Ce sursaut reste fragile. Le secteur agricole continue de dépendre étroitement des précipitations, et les aléas climatiques exposent le modèle à des retournements brutaux. Le HCP note que « l’amélioration reste en deçà du potentiel historique », pointant les limites structurelles du modèle vivrier marocain et l’urgence de sa transformation vers une agriculture plus résiliente et intégrée aux chaînes agro-industrielles.

Lire aussi : Conjoncture : Le HCP anticipe une croissance soutenue mais prudente pour 2025

Le tissu productif non agricole affiche des performances plus homogènes. Le HCP prévoit une croissance de 4,3 % en 2025 et de 4,0 % en 2026, portée par la reprise du BTP, les projets structurants liés aux compétitions sportives internationales, et le dynamisme de certaines branches exportatrices. Mais derrière cette moyenne se dessinent de fortes disparités sectorielles.

Les industries chimiques, dopées par la transformation du phosphate, devraient progresser de 6,6 % en 2025, tandis que le secteur extractif poursuivra sa montée en puissance, porté par le complexe de Mzinda. En revanche, les filières textiles et automobiles restent sous tension. La première peine à retrouver sa compétitivité, malgré les efforts d’intégration, tandis que la seconde subit de plein fouet le déclin de la demande européenne pour les véhicules thermiques.

Surtout, le rapport du HCP souligne un point d’alerte majeur : la faiblesse persistante de la valeur ajoutée dans certains secteurs industriels. Le rendement de l’investissement industriel, mesuré par le ratio ICOR, s’est dégradé au cours de la dernière décennie, révélant une efficacité stagnante malgré des efforts soutenus en capital productif.

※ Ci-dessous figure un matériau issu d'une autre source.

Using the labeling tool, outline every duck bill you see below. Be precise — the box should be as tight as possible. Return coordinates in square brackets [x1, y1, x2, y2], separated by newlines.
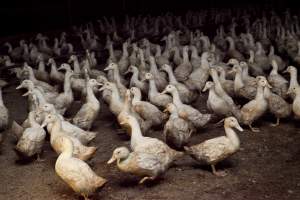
[282, 69, 289, 74]
[16, 84, 24, 90]
[161, 90, 167, 94]
[267, 83, 272, 89]
[22, 92, 30, 97]
[41, 122, 47, 128]
[235, 124, 244, 132]
[202, 86, 208, 92]
[107, 156, 117, 165]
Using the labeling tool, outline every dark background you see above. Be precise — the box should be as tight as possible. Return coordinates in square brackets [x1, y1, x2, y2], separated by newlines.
[0, 0, 296, 36]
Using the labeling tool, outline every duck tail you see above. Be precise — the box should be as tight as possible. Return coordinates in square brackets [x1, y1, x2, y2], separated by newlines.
[95, 176, 107, 188]
[79, 147, 97, 161]
[85, 131, 97, 142]
[183, 146, 192, 154]
[10, 121, 24, 140]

Rendement décroissant de la demande intérieure

Le HCP insiste sur la résilience de la demande intérieure, qui reste le principal vecteur de croissance. La consommation des ménages devrait progresser de 3,6 % en 2025, stimulée par la revalorisation salariale, la modération de l’inflation et les transferts sociaux directs. L’investissement brut, en hausse de 9,8 % en 2025, serait soutenu par la mise en œuvre de la nouvelle Charte de l’investissement.

Pourtant, cette dynamique ne suffit pas à masquer un paradoxe récurrent. Malgré des niveaux d’investissement comparables à ceux des pays à revenu intermédiaire, le rendement économique reste faible. Le ratio ICOR marocain – indicateur du rendement du capital – atteint 12,5 sur la période 2010–2019, contre 4,9 pour les pays à revenu intermédiaire inférieur. Ce constat, souligné dans le BEE 2026, questionne l’efficacité des politiques de développement et appelle à une meilleure allocation sectorielle du capital.

Sur le front extérieur, les perspectives demeurent préoccupantes. Si les exportations de phosphates et d’engrais devraient progresser sous l’effet des restrictions chinoises et de la demande européenne, la balance commerciale reste déficitaire. Le HCP prévoit une aggravation du déficit commercial, qui passerait de 19,1 % du PIB en 2024 à 20,1 % en 2026.

Cette dégradation est amplifiée par la hausse des importations de biens d’équipement et de produits alimentaires. Malgré un léger redressement de la production agricole, la facture des importations reste soutenue par la consommation intérieure. La demande extérieure nette devrait ainsi continuer à peser négativement sur la croissance, à hauteur de -1,4 point en 2025 et -0,9 point en 2026.